We cannot say much against this objection, for there are actual phenomena of variation which must depend upon such a gradual and at first imperceptible change in the germ-plasm, a change which does not become visible in the descendants until after the lapse of generations. The wild pansy does not change at once when planted in garden soil: at first it remains apparently unchanged, but sooner or later in the course of generations variations, chiefly in the colour and size of the flowers, begin to appear: these are propagated by seed and are therefore the consequence of variations in the germ. The fact that such variations never occur in the first generation proves that they must be prepared for by a gradual transformation of the germ-plasm.
It is therefore possible to imagine that the modifying effects of external influences upon the germ-plasm may be gradual and may increase in the course of generations, so that visible changes in the body (soma) are not produced until the effects have reached a certain intensity.
Thus no conclusive theoretical objections can be brought forward against the supposition that the hereditary transmission of mutilations requires (e. g.) 1000 generations before it can become visible. We cannot estimate a priori the strength of the influences which are capable of changing the germ-plasm, and experience alone can teach us the number of generations through which they must act before visible effects are produced.
If therefore mutilations really act upon the germ-plasm as the causes of variation, the possibility or even probability of the ultimate appearance of hereditary effects could not be denied.
Hence the experiments on mice, when taken alone, do not constitute a complete disproof of such a supposition: they would have to be continued to infinity before we could maintain with certainty that hereditary transmission cannot take place. But it must be remembered that all the so-called proofs which have hitherto been brought forward in favour of the transmission of mutilations assert the transmission of a single mutilation which at once became visible in the following generation. Furthermore the mutilation was only inflicted upon one of the parents, not upon both, as in my experiments with mice. Hence, contrasted with these experiments, all such ‘proofs’ collapse; they must all depend upon error.

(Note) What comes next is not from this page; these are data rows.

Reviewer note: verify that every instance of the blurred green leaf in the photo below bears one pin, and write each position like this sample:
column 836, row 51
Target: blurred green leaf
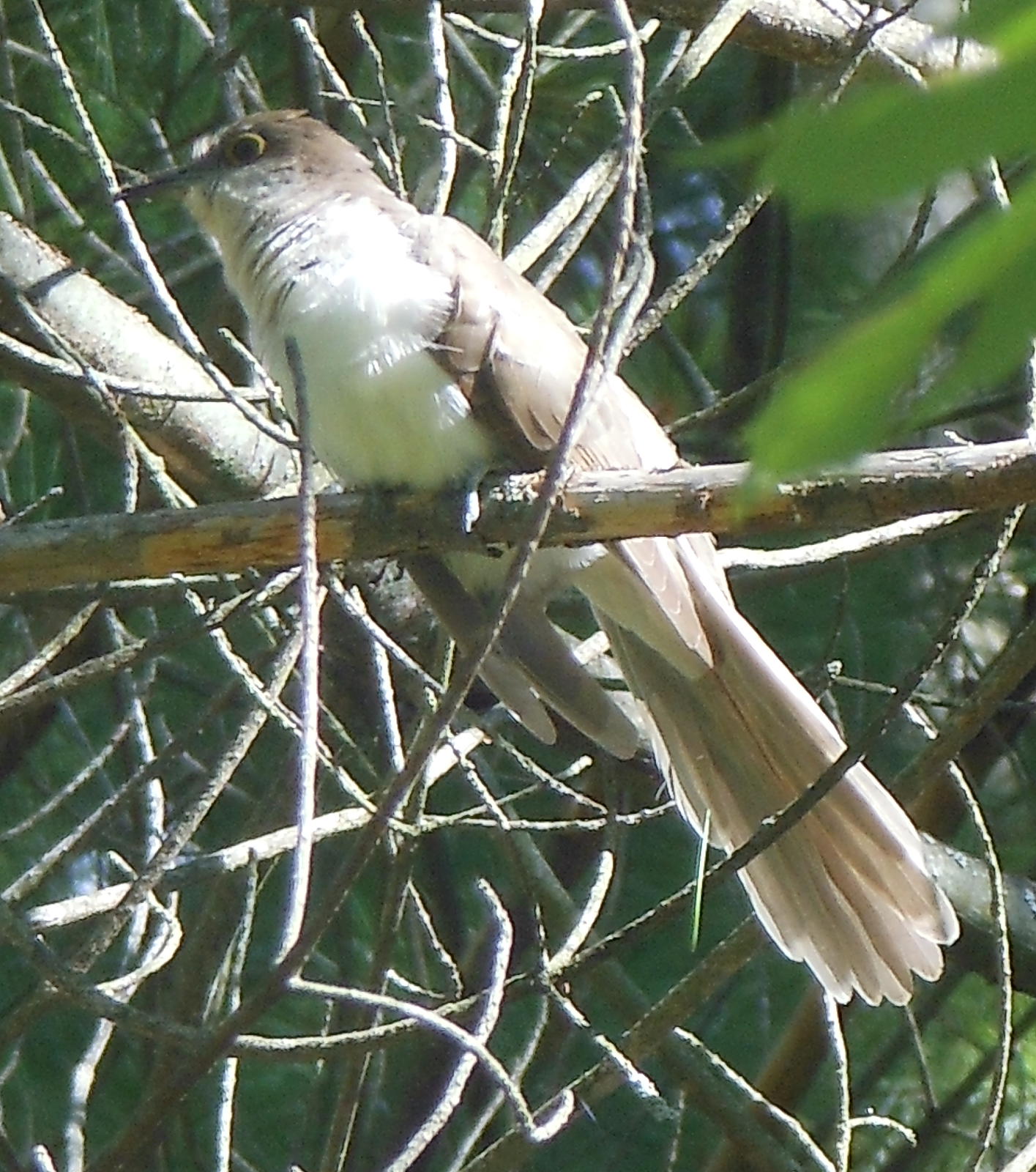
column 844, row 400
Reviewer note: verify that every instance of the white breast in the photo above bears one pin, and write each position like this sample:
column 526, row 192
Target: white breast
column 362, row 314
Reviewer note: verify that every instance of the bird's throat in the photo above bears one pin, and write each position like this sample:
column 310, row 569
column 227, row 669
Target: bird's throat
column 341, row 281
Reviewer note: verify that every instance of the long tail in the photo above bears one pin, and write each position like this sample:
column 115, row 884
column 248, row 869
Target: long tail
column 845, row 890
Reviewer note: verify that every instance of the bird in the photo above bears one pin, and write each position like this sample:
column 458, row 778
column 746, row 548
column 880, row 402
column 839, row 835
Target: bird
column 427, row 361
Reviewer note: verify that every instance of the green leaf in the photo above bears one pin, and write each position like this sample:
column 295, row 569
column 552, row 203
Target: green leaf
column 844, row 400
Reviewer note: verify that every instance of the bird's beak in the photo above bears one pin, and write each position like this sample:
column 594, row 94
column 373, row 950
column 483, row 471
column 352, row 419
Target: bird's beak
column 174, row 181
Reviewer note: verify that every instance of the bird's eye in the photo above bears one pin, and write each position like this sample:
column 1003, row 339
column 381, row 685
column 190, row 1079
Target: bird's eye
column 244, row 149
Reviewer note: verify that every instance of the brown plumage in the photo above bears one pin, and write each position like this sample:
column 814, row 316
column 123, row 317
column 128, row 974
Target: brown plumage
column 846, row 890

It is for this reason important to consider those cases of habitual mutilation which have been continually repeated for numerous generations of men, and have not produced any hereditary consequences. With regard to the habitually amputated tails of cats and dogs I have already shown that there is only an apparently hereditary effect. Furthermore, the mutilations of certain parts of the human body, as practised by different nations from times immemorial, have, in not a single instance, led to the malformation or reduction of the parts in question. Such hereditary effects have been produced neither by circumcision301, nor the removal of the front teeth, nor the boring of holes in the lips or nose, nor the extraordinary artificial crushing and crippling of the feet of Chinese women. No child among any of the nations referred to possesses the slightest trace of these mutilations when born: they have to be acquired anew in every generation.